I'm a beginner to mathematics and I'm stuck with a calculus exercise. It seems like I violate a principle, but I cannot yet see what I did wrong here. I hope a second look from a 3rd person will help.
The equation I need to solve is:
\begin{equation}
16^{x}+4^{(x+1)}=12
\end{equation}
With as $x=\frac{1}{2}$ as only real solution.
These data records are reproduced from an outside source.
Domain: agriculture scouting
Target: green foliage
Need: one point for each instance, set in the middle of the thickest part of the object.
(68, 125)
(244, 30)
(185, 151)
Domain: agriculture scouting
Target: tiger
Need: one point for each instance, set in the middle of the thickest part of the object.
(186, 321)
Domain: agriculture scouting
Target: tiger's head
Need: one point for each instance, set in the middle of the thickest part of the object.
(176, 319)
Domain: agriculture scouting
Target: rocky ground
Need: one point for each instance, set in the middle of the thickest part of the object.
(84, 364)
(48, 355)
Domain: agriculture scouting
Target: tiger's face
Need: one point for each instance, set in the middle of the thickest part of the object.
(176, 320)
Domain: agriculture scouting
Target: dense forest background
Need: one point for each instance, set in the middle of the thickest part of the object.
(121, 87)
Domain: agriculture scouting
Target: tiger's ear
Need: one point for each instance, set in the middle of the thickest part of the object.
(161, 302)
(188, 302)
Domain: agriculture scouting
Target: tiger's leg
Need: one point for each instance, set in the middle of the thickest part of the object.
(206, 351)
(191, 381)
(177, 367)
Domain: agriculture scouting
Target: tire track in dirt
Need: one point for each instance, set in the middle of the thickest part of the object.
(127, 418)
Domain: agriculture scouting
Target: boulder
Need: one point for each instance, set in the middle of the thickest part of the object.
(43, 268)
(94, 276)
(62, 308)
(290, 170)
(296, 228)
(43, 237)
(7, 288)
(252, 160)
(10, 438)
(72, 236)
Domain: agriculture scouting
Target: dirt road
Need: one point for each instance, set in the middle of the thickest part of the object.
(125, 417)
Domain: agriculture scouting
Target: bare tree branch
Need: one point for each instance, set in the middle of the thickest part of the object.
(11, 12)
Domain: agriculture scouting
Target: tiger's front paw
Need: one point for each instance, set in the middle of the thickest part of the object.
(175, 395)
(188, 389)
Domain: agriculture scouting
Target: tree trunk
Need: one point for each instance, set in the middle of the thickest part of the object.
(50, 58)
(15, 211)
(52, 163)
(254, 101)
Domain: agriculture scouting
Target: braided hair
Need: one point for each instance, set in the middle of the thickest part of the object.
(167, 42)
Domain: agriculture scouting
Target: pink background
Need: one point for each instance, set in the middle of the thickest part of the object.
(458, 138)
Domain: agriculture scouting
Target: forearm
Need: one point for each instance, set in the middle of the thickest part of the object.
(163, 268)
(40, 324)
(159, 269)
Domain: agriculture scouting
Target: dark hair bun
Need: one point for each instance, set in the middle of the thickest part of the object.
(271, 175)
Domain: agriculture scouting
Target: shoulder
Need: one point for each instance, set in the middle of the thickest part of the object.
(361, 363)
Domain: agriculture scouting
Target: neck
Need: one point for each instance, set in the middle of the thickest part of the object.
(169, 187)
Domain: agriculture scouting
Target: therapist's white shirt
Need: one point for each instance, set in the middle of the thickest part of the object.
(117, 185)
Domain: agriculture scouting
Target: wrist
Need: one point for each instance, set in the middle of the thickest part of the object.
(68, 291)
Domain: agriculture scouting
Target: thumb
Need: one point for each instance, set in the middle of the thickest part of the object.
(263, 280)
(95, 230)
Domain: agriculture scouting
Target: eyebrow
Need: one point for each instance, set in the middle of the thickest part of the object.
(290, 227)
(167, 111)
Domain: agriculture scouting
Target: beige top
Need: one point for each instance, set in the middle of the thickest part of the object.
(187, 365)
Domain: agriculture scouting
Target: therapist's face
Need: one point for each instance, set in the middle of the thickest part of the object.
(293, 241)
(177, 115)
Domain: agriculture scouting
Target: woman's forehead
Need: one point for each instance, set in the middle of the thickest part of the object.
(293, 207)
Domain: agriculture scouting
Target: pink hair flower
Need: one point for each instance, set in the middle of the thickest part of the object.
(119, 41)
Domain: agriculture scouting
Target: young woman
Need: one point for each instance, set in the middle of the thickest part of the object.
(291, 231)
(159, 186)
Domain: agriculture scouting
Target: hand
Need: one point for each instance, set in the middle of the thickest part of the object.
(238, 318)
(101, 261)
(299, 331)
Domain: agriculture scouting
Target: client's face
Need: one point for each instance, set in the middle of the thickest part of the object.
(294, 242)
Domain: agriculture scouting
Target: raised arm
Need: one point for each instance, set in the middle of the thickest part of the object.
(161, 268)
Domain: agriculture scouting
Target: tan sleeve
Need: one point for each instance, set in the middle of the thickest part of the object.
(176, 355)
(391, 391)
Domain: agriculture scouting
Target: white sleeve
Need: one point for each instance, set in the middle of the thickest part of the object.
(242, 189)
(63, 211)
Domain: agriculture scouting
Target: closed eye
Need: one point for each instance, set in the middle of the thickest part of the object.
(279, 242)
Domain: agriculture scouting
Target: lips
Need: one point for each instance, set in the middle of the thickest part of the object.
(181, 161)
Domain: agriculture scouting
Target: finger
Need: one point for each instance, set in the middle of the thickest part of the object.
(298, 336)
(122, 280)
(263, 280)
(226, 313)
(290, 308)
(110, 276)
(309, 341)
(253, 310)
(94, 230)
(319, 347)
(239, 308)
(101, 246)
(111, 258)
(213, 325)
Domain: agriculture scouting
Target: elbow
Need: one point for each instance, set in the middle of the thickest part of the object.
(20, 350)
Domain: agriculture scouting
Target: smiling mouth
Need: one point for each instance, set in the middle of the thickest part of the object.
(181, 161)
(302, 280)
I understand that this can be solved with substitution, but I especially want to solve this problem with writing everything in the same base.
Attempt:
\begin{aligned}
&16^{x}+4^{(x+1)}=12 \\
&\left(4^{2}\right)^{x}+4^{(x+1)}=12 \\
&4^{2 \cdot x}+4^{(x+1)}=12 \\
&4^{2 \cdot x}+4^{(x+1)}=4^{\left(\frac{\log (12)}{\log (4)}\right)} \\
&2 \cdot x+x+1=\frac{\log (12)}{\log (4)} \\
&3 \cdot x=\frac{\log (12)}{\log (4)}-1 \\
&x=\frac{1}{3}\left(\frac{\log (12)}{\log (4)}-1\right)
\end{aligned}
Could I please get feedback?
Best Answer
The step where you go to $2 \cdot x + x + 1 = (\cdots)$ is incorrect, since $\log_4 (a+b) \neq \log_4 a + \log_4 b$ in general.